Sebelumnya, Menteri Perlindungan Pekerja Migran
Indonesia, Abdul Kadir Karding, dalam sambutannya menyampaikan bahwa kolaborasi
semua pihak menjadi kunci dalam menekan angka pengiriman PMI nonprosedural
serta TPPO yang masih marak terjadi, khususnya di daerah perbatasan seperti
Kalimantan Barat.
"Setelah delapan bulan berdiri sebagai
kementerian baru di bawah pemerintahan Presiden Prabowo Subianto, kami
menyimpulkan bahwa akar permasalahan utama dari kekerasan yang dialami para
pekerja migran adalah keberangkatan yang tidak sesuai prosedur," ungkapnya.
Ia menyebutkan, dari total sekitar 10 juta PMI
yang tersebar di lebih dari 100 negara, separuhnya berangkat secara ilegal.
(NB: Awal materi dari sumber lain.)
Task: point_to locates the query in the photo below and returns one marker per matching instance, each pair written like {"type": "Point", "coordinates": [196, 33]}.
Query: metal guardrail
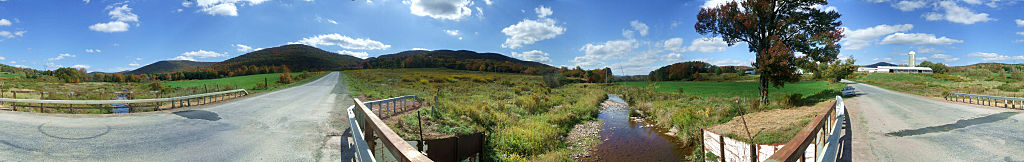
{"type": "Point", "coordinates": [368, 128]}
{"type": "Point", "coordinates": [824, 131]}
{"type": "Point", "coordinates": [1007, 102]}
{"type": "Point", "coordinates": [181, 102]}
Di
Kalimantan Barat sendiri, perbandingan keberangkatan PMI prosedural dan
nonprosedural tercatat 1:3, menunjukkan masih tingginya penggunaan jalur
ilegal, termasuk “jalur tikus” di kawasan perbatasan.
Abdul Kadir
Karding menambahkan, sekitar 97 persen PMI yang menjadi korban eksploitasi dan
ketidakadilan merupakan mereka yang berangkat tanpa prosedur yang sah, dan
umumnya tidak memiliki keterampilan yang memadai. Oleh karena itu, menurutnya,
gerakan bersama ini diharapkan mampu mengurangi angka TPPO melalui edukasi,
penguatan tata kelola migrasi, serta fasilitasi dokumen resmi bagi calon PMI.
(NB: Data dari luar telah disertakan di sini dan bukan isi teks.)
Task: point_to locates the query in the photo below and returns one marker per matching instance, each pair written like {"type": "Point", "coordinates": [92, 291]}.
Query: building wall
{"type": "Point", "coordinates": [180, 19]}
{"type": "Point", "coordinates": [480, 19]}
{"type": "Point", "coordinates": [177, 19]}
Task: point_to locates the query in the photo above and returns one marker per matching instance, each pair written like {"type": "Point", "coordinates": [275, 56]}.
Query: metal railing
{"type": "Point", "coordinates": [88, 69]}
"Kita harus meyakinkan masyarakat agar
mengikuti prosedur resmi jika ingin bekerja di luar negeri. Banyak godaan yang
menjanjikan kemudahan, tapi justru membahayakan mereka di negara tujuan,"
lanjutnya.
Ia juga menegaskan pentingnya sosialisasi secara
masif di tingkat daerah untuk mengedukasi masyarakat tentang bahaya menjadi PMI
ilegal, serta memastikan perlindungan menyeluruh bagi warga negara Indonesia di
luar negeri.
"Kementerian akan terus mendorong kolaborasi
dengan seluruh pihak guna mengurangi angka TPPO dan keberangkatan PMI
nonprosedural, terutama melalui perbatasan," tutupnya.